Отец одобрил мое решение и помог с отъездом.
Когда мы прощались, оба чувствовали – расстаемся навсегда. Родители Генриха умерли еще до войны, невеста нашла себе другого, а потому его никто не провожал. Отец давно перевел на мое имя приличные деньги на счет одного международного банка. Генриху удалось вывезти кое-что из фамильных драгоценностей и доллары.
В Кейптауне жили знакомые Генриха, тоже немцы, но родившиеся в Южной Африке. Они помогли нам на первых порах. Мы с Генрихом купили дом у подножия Столовой горы. Говорят, редкое по красоте место. Увы, я не видел всей этой экзотики, но Генрих так зримо описывал мне ее!.. Я по сей день представляю вид с нашей террасы: серебристые деревья в цвету. Генрих, помню, говорил, что протея, этот розовый цветок, напоминающий формой большой одуванчик, так непривычен для глаза европейца. Мне кажется, европейцы причинили Африке много вреда главным образом потому, что всегда смотрели на нее непонимающими глазами.
Я привыкал постепенно к своей слепоте, если, разумеется, к этому можно когда-нибудь привыкнуть. Генрих подарил мне щенка – это была прабабка Джильды. Мы стали неразлучны. Клара была моими глазами, а в ту пору я еще был слеп той самой слепотой, которую представляет себе зрячий, – ведь я сам совсем недавно был зрячим. Я проводил время в садике. С помощью Генриха я разбил большую клумбу, которую засадил лилиями. Генрих утверждал, что второй такой клумбы нет во всем городе, а может, и во всей Капской провинции, где расположен Кейптаун. Однако пламенной лилии, этого дикорастущего цветка тропических лесов, у меня на клумбе не было. Она появилась потом…

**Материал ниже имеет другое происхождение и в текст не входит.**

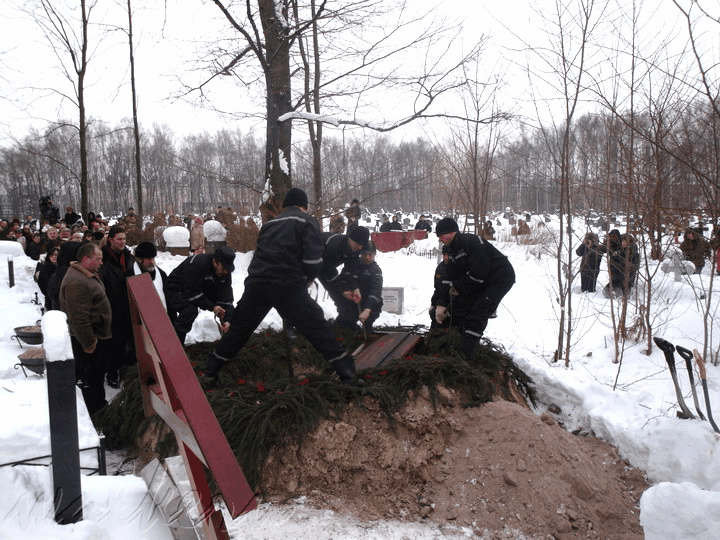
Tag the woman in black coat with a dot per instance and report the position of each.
(591, 255)
(45, 271)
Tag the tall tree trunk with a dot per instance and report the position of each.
(81, 70)
(136, 125)
(277, 78)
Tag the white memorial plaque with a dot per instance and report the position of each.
(393, 299)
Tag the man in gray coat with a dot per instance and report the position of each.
(83, 300)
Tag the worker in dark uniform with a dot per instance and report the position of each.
(480, 275)
(201, 281)
(288, 256)
(364, 275)
(341, 249)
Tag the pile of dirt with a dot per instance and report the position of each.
(497, 467)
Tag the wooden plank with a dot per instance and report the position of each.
(387, 347)
(162, 362)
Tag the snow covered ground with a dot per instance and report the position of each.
(631, 405)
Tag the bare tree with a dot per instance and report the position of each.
(67, 32)
(566, 60)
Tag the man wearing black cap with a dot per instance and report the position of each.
(480, 276)
(288, 255)
(342, 249)
(364, 275)
(145, 254)
(423, 224)
(201, 281)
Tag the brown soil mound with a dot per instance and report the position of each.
(493, 468)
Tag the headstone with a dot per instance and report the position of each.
(393, 300)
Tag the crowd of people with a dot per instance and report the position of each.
(83, 267)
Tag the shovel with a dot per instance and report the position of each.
(669, 350)
(703, 378)
(687, 356)
(365, 336)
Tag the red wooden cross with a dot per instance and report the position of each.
(171, 390)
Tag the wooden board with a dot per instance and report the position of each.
(387, 347)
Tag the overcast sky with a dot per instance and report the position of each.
(166, 39)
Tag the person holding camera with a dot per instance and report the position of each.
(591, 254)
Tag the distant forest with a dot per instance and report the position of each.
(646, 164)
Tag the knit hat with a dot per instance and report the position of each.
(295, 197)
(145, 250)
(446, 225)
(225, 256)
(361, 235)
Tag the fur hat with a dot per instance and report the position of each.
(295, 197)
(145, 250)
(446, 225)
(361, 235)
(225, 256)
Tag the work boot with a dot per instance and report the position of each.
(467, 347)
(212, 371)
(345, 368)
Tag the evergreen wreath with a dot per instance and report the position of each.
(278, 389)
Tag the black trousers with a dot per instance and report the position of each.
(293, 304)
(90, 373)
(348, 313)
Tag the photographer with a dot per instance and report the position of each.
(591, 254)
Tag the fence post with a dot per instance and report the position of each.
(62, 406)
(11, 271)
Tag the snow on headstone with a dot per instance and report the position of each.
(177, 237)
(214, 231)
(56, 338)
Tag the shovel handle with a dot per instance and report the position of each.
(701, 364)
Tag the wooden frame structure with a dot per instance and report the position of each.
(170, 389)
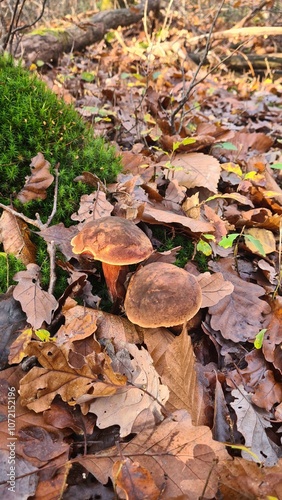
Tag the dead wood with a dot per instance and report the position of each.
(50, 44)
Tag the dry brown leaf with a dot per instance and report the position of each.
(240, 315)
(181, 458)
(70, 379)
(15, 237)
(134, 481)
(214, 288)
(143, 392)
(268, 392)
(92, 207)
(176, 367)
(160, 216)
(198, 170)
(40, 179)
(271, 346)
(245, 480)
(252, 422)
(35, 302)
(265, 237)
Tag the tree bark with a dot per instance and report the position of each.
(50, 44)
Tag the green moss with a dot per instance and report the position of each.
(32, 119)
(9, 266)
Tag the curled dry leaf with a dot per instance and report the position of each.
(143, 392)
(214, 288)
(161, 216)
(35, 302)
(67, 373)
(240, 315)
(181, 458)
(15, 237)
(40, 179)
(134, 480)
(92, 207)
(196, 170)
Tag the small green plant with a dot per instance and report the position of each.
(32, 120)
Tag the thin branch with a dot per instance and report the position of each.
(194, 81)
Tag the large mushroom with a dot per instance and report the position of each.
(114, 241)
(162, 294)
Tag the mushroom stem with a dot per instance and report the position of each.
(114, 277)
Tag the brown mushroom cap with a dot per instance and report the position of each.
(112, 240)
(162, 294)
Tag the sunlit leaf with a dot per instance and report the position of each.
(259, 338)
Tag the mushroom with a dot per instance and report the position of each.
(116, 242)
(162, 294)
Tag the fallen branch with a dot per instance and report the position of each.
(47, 45)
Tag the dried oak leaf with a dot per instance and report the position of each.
(196, 170)
(252, 422)
(134, 480)
(161, 216)
(40, 179)
(15, 237)
(61, 236)
(92, 207)
(181, 458)
(143, 392)
(214, 288)
(175, 362)
(35, 302)
(240, 315)
(268, 392)
(59, 376)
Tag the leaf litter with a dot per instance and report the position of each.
(153, 409)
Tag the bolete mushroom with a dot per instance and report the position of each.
(114, 241)
(162, 294)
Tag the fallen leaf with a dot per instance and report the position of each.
(232, 314)
(134, 480)
(40, 179)
(214, 288)
(15, 237)
(197, 170)
(252, 422)
(35, 302)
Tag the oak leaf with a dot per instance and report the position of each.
(232, 314)
(40, 179)
(15, 237)
(143, 391)
(181, 458)
(35, 302)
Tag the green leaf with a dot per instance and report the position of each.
(276, 165)
(226, 145)
(43, 335)
(204, 247)
(259, 338)
(256, 243)
(228, 241)
(184, 142)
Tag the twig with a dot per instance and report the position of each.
(194, 81)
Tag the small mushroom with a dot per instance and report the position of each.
(162, 294)
(114, 241)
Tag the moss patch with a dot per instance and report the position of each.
(32, 120)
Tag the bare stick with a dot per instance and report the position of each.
(194, 81)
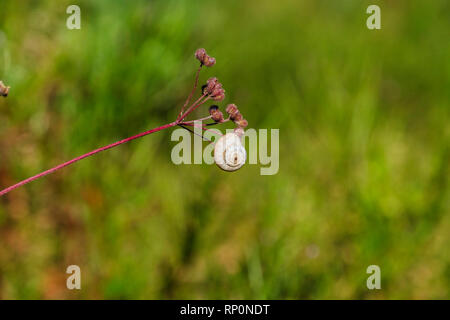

Мистер Хоффман взял со стола банку с пивом, сделал глоток и вдруг раскашлялся. Джильда вскочила, забегала вокруг кресла-качалки, сотрясая воздух лаем.
– Все в порядке, моя девочка. – Мистер Хоффман похлопал Джильду по холке, и она улеглась на прежнее место возле его ног. – Она тоже верит в то, что человек начинает кашлять, если в него вселяются злые духи. Говорят, их отпугивает собачий лай. Об этом рассказывала прабабке Джильды Глориоза.
Глориоза была приходящей прислугой. Три раза в неделю она убирала в доме, стирала, варила нам обед, выполняла другие поручения. Жила она в так называемом Шестом районе. Это было гетто для цветных.
У Глориозы был низкий гортанный голос, и от нее исходил неповторимый запах. Так не пахнут ни одни духи в мире – то был здоровый живой запах. И мне, слепцу, он напоминал о том, что вокруг благоухает и цветет всеми красками мир.
– Она настоящая недотрога, – сказал мне как-то Генрих. – Я всего лишь хотел чуть-чуть ее потискать, а она меня как отпихнет. Хорошо еще диван рядом оказался. Тоже мне, Артемида Африканская.
Надо сказать, у нас с Генрихом несколько лет не было женщин. У меня – еще со времен нашей с Лорхен любви, что касается Генриха, то он, по его признанию, влюблен не был никогда, что не помешало ему переспать со всеми более-менее смазливыми женщинами в его родном Бонне. Разумеется, еще до того, как он лишился ноги и пальцев. Последнее время мы стали чаще говорить о женщинах. Война искалечила наши тела и души, но ей оказалось не под силу усмирить инстинкты.
Глориоза принадлежала к одному из самых многочисленных африканских племен – банту. Она немного говорила по-немецки и по-английски. Генрих сказал поначалу, что она похожа на обезьяну, но с фигурой первоклассной проститутки. Потом – что в ее лице есть изюминка. В конце концов он назвал ее африканской Евой.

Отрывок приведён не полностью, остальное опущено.